On Thursday, December 18, 2014 12:42:03 PM UTC-5, dewey wrote:
>
> Per file??  Even if it's a really large file??   Is the only limit on 
> transaction size available client memory or are their constraints on the 
> server side as well?  
>

Usually, yes.  If you fail partway through the file, you'll need to 
rollback the transaction so you can restart.  You could write something 
complicated to handle this situation, and it could be simpler if you 
created some sort of local "transaction_id" that was tied to the source 
file.  But for processing data files -- it's generally less headaches and 
less work if you do a transaction per file.

I don't remember how MySql handles memory, but there should be server and 
client maximums.  However, your concerns would be handled by the 
transaction log for your storage engine, which would be used for the 
rollbacks on a fail. The settings/log are different for each storage 
engine, but I think the default is around 256MB.

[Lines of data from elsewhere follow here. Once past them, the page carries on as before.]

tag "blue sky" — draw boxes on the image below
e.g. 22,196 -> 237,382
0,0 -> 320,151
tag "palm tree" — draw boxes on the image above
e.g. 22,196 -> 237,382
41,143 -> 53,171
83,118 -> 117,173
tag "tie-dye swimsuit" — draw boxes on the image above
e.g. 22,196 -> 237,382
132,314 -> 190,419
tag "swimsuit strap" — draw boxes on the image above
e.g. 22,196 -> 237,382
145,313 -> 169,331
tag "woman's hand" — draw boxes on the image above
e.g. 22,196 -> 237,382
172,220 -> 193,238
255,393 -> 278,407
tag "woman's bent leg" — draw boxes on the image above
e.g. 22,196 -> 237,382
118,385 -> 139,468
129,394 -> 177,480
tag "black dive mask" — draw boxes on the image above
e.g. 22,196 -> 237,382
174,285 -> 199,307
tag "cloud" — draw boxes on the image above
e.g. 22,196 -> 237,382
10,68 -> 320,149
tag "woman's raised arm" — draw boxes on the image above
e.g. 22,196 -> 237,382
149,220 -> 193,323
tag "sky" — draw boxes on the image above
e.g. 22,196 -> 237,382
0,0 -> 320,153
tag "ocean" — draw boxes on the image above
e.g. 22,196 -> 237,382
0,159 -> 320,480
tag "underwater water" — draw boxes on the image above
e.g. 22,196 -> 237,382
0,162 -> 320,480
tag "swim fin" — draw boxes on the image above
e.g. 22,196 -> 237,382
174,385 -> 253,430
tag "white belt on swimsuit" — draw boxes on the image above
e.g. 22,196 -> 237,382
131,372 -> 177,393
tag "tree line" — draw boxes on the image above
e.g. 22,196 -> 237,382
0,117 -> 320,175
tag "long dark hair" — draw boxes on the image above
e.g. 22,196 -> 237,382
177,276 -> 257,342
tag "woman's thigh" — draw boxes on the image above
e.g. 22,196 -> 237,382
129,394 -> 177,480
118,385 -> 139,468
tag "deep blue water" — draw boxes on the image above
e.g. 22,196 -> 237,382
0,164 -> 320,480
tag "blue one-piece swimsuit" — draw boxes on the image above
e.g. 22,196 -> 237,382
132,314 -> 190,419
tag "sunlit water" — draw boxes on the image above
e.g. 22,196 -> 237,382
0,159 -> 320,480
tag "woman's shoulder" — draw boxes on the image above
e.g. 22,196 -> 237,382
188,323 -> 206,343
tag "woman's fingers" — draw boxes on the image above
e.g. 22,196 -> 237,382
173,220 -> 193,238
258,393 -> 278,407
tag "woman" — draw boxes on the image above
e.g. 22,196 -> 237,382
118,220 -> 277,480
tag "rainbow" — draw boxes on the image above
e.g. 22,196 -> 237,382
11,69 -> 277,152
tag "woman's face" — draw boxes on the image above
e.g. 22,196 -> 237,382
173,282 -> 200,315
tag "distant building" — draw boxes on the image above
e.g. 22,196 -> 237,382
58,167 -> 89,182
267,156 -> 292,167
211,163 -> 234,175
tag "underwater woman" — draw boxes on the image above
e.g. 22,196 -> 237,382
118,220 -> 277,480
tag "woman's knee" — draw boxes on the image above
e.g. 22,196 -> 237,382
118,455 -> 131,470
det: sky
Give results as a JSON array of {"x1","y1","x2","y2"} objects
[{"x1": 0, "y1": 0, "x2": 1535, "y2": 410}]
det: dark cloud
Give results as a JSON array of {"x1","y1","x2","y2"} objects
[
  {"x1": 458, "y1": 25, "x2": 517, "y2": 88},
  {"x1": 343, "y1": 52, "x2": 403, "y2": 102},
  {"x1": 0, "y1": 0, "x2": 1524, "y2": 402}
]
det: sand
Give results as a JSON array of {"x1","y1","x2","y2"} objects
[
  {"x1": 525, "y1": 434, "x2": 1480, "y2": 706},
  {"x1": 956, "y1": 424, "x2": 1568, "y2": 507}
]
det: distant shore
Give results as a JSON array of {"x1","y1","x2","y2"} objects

On the Python side, if you use the SqlAlchemy ORM, that will use a lot more 
memory than if you just use the SqlAlchemy Engine -- as a Python object 
will be created for every entry, and then flushed to the database.  If you 
just use the Engine to write, it will be relatively lightweight as no 
Python objects will be created/maintained.

If you want to minimize io, there are a few things you can do off the top 
of my head:

- pre-process the Excel file in Python; then use that data with SqlAlchemy 
(I do this often)
- use the SqlAlchemy Engine instead of the ORM (minimize reads and writes)

But at the end of the day, your proposed solution will likely be messy and 
require a lot of work.  By storing a single entry with year-to-date 
metrics, you'll have a few problems:

• must fetch one or more entries for every operation (you always need the 
current month, and will need the last month 1/4 times)
• you need to ensure that every entry you edit is the latest entry, if it's 
not you'll need to fetch and recalculate all the successive entries.